Dylan’s solos flow luxuriantly, from the rippling coda of an old-timey Watching the River Flow to some emphatic honky-tonk attacks on the much newer False Prophet. Crossing the Rubicon, a sedate prowl, considerably ups its stakes when he cuts loose on the keys.
Surrounding Dylan, leaning in like heliotropes, are three guitarists playing electric, acoustic, lap steel, mandolin and fiddle (the latter three are by Donnie Herron, and not all at the same time). Longtime electric upright bassist Tony Garnier plucks away next to newbie Charley Drayton, a loose and bouncy drummer who seems to make contact with his kit via anything but wooden sticks. The transitions between the songs are jazzy and fantasia-like, as though each cut played is conjured afresh out of a shimmering ether.

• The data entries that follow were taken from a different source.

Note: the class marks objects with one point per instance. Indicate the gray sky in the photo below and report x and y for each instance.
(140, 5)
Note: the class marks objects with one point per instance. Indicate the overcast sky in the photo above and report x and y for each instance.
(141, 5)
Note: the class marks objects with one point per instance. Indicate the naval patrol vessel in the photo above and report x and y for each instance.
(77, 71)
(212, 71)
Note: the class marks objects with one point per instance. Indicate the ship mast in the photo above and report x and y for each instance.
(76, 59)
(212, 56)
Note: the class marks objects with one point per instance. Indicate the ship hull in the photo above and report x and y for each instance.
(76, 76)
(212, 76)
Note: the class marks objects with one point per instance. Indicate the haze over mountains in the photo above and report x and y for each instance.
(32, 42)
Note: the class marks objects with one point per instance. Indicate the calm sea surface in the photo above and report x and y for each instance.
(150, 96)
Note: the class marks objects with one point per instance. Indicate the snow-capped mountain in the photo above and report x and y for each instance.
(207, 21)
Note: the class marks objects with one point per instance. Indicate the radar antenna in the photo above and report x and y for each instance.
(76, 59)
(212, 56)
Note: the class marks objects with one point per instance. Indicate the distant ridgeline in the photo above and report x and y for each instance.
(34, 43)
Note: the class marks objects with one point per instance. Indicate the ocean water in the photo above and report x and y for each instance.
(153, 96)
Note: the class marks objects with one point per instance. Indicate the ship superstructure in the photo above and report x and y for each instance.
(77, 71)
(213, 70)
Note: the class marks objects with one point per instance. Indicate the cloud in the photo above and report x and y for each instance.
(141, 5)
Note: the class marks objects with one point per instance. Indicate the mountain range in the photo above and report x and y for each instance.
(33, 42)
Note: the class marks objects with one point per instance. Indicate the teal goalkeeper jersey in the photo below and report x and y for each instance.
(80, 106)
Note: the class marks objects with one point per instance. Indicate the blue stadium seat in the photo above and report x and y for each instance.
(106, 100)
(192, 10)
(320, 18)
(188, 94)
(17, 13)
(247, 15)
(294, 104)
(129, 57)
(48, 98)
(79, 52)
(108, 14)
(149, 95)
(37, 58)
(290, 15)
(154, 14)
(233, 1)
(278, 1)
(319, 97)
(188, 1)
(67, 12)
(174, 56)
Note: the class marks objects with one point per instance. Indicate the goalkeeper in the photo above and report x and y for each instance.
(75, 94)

The set list remains largely unvaried from that which has crossed Europe and the States. It focuses on Dylan’s 2020 album, Rough and Rowdy Ways, a late career banger about western civilisation that crystallises why a man who indulged in not just one, but three Frank Sinatra covers albums in the last decade, might not only still be relevant, but deserving of a Nobel prize for literature. He’s got a book out imminently – The Philosophy of Modern Song – in which Dylan deconstructs a number of other people’s tracks.
And while tonight’s cuts aren’t rowdy exactly – “rough and rowdy ways” refers more to humankind’s manners – you often wish this venue was not seated, so feline are the strutting blues cuts. This is a tremendous band that deserves movement. To the many walking blues, add the upbeat train-rhythm shimmies of That Old Black Magic, a standard favoured by Sinatra. Dylan himself occasionally shuffles to centre stage to acknowledge the applause for a moment. It’s only then you remember his 81 years.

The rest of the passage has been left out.